The presenter, known universally as "PPDA" and honoured with a puppet in his image that anchors les Guignols, the French equivalent of Spitting Image, was convicted of receiving gifts of expensive suits, air tickets and foreign holidays from the election agent of Michel Noir, the former mayor of Lyons. In April he was found guilty and given a 15-month suspended prison sentence and a fine of 200,000 francs (pounds 27,000) - a sentence upheld at appeal on Wednesday.

The two main figures in the case, Noir and his son-in-law and agent, Pierre Botton, both had their sentences increased at appeal: Noir from 15 months to 18 months imprisonment (suspended), and Botton from four to five years in prison. Noir, a Gaullist, also has been banned from holding political office for five years, which effectively ends what had been a glittering political career. Both he and Botton are now under investigation again in connection with allegations about illegal Swiss bank accounts.
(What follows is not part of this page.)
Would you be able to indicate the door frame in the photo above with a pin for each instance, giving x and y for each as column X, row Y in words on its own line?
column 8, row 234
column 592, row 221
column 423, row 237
But it is the fate of PPDA that has caught the public imagination and made his suspension inevitable. He did not help his case by the arguments he had used in his defence - that the value of the gifts was much lower than alleged, that accepting gifts was the norm in the French media world, and that they had not influenced his reporting.

TF1, which was widely criticised for keeping PPDA on after his initial conviction, decided to take him off the rotas for the whole week of the appeal verdict. This reportedly led to angry scenes in the newsroom when he learnt that he would not be presenting the special programmes marking Francois Mitterrand's death.